Les gains du recyclage et de la lutte contre l’obsolescence dépassent le simple traitement des déchets : ces deux facteurs ont aussi permis de réduire considérablement les besoins en matière première et ont augmenté considérablement les capacités de développement des colonies.

Plus concrètement, les déchets sont collectés de multiples façons. Sur les plus petites installations, tous les déchets sont apportés « à la main » au centre de production où ils seront recyclés. Dans les plus grandes installations un système de collecte des ordures est mis en place.
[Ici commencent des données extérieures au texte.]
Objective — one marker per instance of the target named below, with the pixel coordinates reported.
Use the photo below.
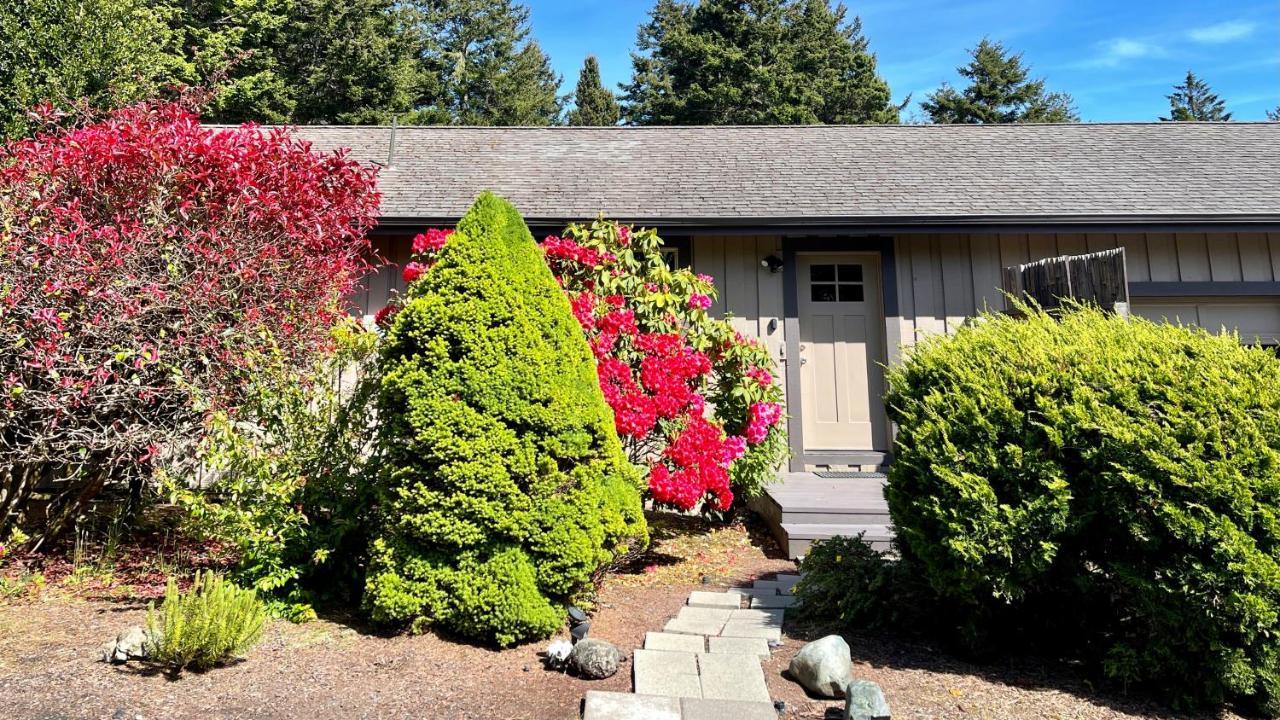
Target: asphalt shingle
(772, 174)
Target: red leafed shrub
(693, 400)
(149, 263)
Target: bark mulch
(334, 668)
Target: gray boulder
(823, 666)
(595, 659)
(129, 645)
(864, 700)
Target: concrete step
(627, 706)
(675, 642)
(799, 536)
(695, 709)
(703, 598)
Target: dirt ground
(334, 669)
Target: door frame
(791, 246)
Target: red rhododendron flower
(414, 270)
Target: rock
(823, 666)
(129, 645)
(595, 659)
(557, 654)
(864, 700)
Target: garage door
(1256, 320)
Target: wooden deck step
(800, 536)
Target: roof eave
(809, 224)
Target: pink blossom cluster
(760, 418)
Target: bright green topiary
(504, 486)
(1100, 486)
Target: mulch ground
(334, 668)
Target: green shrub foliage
(504, 487)
(1109, 486)
(211, 623)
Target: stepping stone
(626, 706)
(750, 629)
(785, 588)
(772, 616)
(758, 592)
(732, 677)
(662, 673)
(690, 627)
(695, 709)
(699, 620)
(673, 642)
(775, 601)
(739, 646)
(700, 598)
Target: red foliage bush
(149, 263)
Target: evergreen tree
(1000, 91)
(481, 67)
(304, 60)
(1196, 101)
(108, 51)
(759, 62)
(504, 488)
(594, 104)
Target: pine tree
(594, 104)
(304, 60)
(728, 62)
(106, 51)
(999, 91)
(1196, 101)
(481, 67)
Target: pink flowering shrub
(147, 264)
(693, 401)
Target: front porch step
(799, 536)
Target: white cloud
(1116, 50)
(1223, 32)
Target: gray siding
(945, 278)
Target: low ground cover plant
(503, 486)
(210, 624)
(1092, 486)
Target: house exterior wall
(945, 278)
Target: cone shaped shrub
(1104, 487)
(504, 484)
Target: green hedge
(504, 486)
(1101, 486)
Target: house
(842, 246)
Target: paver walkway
(705, 662)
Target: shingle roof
(853, 173)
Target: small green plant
(211, 623)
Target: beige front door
(841, 347)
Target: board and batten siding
(746, 291)
(946, 278)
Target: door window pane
(824, 292)
(850, 273)
(850, 292)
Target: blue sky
(1118, 58)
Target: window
(671, 256)
(836, 283)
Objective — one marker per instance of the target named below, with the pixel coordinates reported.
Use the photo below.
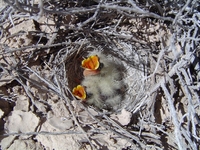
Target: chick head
(79, 92)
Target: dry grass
(43, 43)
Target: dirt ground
(156, 99)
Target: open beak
(91, 63)
(79, 92)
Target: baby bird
(102, 81)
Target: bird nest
(153, 47)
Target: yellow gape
(79, 92)
(91, 63)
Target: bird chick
(103, 87)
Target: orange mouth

Dans ce dernier cas, les déchets sont stockés localement dans des containers spécialisés puis transportés par un système automatisé ou des robots au centre de production.

Le recyclage de l’air et de l’eau lui s’effectue localement de façon décentralisée : chaque habitation possédant généralement son propre système de renouvellement de l’atmosphère et d’un recycleur/purificateur d’eau.

Cadre virtuel

À l’œil nu, les installations des colonies peuvent paraître très sobres – encore que l’architecture de plusieurs cités peut faire figure d’œuvre d’art.

Mais, plongé dans un canal de réalité augmentée, le décor tout entier peut changer, laissant apparaître une canopée forestière en place du plafond ou octroyant une architecture gothique aux halles d’un centre de loisir.

Cette surcouche esthétique de la réalité augmenté est souvent appelée dreamware par les habitants des colonies. Elle est tellement employée que pour la plupart d’entre eux, elle fait réellement partie de leur environnement.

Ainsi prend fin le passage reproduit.